Pasture-based animal husbandry is 10 to 20 times more energy efficient, producing 2 calories of energy profit (food, fertilizer, and fiber) for every calorie of fossil fuel invested.
Grains and beans are energy intensive
Grains and legumes all require extensive, energy-intensive processing (such as grinding) or cooking. This is true even of so-called quick-cooking rice and cereals, which are “quick” because they are processed and precooked by the food industry. The food processing industry is the fourth-largest U.S. industrial energy user. Farming uses less than one-fifth of the energy consumed by our food system. The other 80 percent is spent in processing, packaging, distributing, and preparing the food.
Meat, eggs, and milk are all edible with little or no processing or cooking. When you buy fresh or frozen raw animal products directly from the farmer, the total energy spent in getting it to your plate is a tiny fraction of what’s spent in the industrial food loop.

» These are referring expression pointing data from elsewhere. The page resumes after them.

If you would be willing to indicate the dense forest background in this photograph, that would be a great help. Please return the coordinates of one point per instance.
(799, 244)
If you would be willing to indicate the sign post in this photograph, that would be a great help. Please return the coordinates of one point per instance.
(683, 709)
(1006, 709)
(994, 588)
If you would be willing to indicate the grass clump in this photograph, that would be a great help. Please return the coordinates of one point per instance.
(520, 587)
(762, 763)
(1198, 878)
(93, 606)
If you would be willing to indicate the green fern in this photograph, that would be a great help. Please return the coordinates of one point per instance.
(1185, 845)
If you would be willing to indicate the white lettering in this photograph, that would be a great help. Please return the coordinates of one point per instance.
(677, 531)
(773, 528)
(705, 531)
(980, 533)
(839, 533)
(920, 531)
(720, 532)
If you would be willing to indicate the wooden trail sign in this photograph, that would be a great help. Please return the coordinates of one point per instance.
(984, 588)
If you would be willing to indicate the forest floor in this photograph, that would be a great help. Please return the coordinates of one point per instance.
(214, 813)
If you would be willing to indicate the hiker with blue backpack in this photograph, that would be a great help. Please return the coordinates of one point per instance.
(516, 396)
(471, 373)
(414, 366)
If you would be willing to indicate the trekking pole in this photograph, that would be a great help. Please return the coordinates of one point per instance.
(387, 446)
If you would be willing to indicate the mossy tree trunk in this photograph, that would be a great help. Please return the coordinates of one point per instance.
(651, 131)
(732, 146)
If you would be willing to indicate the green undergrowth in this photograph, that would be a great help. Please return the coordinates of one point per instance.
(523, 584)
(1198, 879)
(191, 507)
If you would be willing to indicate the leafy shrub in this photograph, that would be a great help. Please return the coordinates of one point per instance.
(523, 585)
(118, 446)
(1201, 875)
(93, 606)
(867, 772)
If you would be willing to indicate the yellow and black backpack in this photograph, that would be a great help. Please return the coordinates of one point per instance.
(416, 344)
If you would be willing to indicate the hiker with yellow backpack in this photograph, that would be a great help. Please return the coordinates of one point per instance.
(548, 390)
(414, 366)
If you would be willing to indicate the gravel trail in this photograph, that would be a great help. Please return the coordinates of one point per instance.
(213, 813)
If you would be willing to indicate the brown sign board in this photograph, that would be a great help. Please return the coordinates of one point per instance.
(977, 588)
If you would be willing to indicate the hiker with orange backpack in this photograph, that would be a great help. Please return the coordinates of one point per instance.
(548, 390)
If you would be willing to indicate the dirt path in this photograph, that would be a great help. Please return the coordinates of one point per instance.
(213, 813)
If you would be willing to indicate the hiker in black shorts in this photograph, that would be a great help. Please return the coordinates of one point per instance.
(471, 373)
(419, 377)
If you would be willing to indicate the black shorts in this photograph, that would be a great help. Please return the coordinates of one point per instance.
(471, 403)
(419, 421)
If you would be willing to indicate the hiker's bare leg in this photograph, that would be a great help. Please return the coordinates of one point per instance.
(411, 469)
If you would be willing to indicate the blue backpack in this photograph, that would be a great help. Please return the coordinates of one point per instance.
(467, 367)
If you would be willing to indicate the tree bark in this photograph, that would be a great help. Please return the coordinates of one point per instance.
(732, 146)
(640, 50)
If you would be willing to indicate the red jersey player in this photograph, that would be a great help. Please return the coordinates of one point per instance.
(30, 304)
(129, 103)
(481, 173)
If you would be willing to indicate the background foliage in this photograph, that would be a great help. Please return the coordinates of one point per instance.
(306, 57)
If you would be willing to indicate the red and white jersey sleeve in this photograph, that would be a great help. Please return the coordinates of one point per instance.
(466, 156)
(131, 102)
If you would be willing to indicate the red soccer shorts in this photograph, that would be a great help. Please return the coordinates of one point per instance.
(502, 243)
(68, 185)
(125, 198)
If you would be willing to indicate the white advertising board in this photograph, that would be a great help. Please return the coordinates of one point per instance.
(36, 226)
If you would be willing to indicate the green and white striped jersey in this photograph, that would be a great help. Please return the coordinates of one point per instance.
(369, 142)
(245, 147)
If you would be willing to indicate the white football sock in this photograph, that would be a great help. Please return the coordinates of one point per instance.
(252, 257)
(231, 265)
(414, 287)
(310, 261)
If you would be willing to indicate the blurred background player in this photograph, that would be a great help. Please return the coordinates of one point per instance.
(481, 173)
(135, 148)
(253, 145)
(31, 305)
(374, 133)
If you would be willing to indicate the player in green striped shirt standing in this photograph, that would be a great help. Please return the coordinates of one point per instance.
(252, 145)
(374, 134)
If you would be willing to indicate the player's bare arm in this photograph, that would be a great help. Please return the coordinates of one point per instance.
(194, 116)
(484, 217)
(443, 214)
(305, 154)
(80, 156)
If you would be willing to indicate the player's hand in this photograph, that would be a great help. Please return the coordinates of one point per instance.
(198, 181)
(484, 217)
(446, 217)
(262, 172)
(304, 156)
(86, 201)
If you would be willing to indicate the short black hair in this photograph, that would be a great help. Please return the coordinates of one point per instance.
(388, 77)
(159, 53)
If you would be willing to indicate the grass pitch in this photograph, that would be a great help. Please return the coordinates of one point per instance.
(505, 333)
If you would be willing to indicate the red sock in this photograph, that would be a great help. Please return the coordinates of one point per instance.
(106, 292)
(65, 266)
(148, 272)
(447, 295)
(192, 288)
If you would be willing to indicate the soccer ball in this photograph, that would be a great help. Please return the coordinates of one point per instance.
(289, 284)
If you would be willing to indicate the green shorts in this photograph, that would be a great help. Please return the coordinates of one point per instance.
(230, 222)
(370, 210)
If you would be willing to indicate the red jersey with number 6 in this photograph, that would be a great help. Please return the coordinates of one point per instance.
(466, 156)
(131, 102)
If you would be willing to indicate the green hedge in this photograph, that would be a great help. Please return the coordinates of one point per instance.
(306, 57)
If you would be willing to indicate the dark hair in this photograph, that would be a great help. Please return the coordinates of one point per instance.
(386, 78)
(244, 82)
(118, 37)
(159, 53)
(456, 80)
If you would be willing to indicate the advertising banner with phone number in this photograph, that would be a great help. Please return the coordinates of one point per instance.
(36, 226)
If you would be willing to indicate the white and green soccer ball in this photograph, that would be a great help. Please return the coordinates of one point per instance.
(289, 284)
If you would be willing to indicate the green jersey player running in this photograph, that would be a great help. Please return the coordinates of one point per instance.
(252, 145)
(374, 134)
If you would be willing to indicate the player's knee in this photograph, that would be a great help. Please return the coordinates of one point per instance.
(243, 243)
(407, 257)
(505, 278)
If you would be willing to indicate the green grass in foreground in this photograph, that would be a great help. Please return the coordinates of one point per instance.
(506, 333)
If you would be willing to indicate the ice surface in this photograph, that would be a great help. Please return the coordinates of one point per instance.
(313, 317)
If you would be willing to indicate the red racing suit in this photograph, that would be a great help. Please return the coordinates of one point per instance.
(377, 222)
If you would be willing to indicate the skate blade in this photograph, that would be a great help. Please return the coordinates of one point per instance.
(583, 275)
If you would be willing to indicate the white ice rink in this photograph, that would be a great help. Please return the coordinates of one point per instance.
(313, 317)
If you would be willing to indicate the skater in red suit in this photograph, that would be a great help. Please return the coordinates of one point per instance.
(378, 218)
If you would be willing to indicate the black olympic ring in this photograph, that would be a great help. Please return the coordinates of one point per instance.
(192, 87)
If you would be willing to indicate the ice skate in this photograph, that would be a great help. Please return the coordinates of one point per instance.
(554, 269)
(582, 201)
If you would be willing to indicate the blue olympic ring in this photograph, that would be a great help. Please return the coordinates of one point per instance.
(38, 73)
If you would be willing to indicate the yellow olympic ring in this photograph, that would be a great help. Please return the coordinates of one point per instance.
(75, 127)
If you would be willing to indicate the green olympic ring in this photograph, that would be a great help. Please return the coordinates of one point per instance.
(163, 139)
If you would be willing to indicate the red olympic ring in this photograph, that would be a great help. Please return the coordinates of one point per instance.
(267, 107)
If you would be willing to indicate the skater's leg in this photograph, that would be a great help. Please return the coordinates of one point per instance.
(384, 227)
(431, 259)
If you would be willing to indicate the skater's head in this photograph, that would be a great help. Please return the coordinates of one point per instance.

5. Supports Local Family Farms
Perhaps most important, when you purchase pasture-based animal products you support local family farmers who take care of their animals and their environment. Large corporations have converted farms into mass-production animal factories that supply food to supermarkets. These corporations are running family farms out of business by producing large quantities of low-quality food, regardless of the damage inflicted on rural economies and families.
The list of scientifically documented health, economic, and environmental benefits of pasture-based animal husbandry and grass-fed animal products is so large we can’t present it all here. Visit Jo Robinson’s site for up-to-date information.
If you want to support sustainable, local agriculture based on healthy family farms, purchase more locally produced, pasture-based animal products (as well as fruits and vegetables) from your state, region, and country. Grass-farming supports small, local farmers (and businesses in their communities), relationships between growers and consumers, and health of people and our precious planet.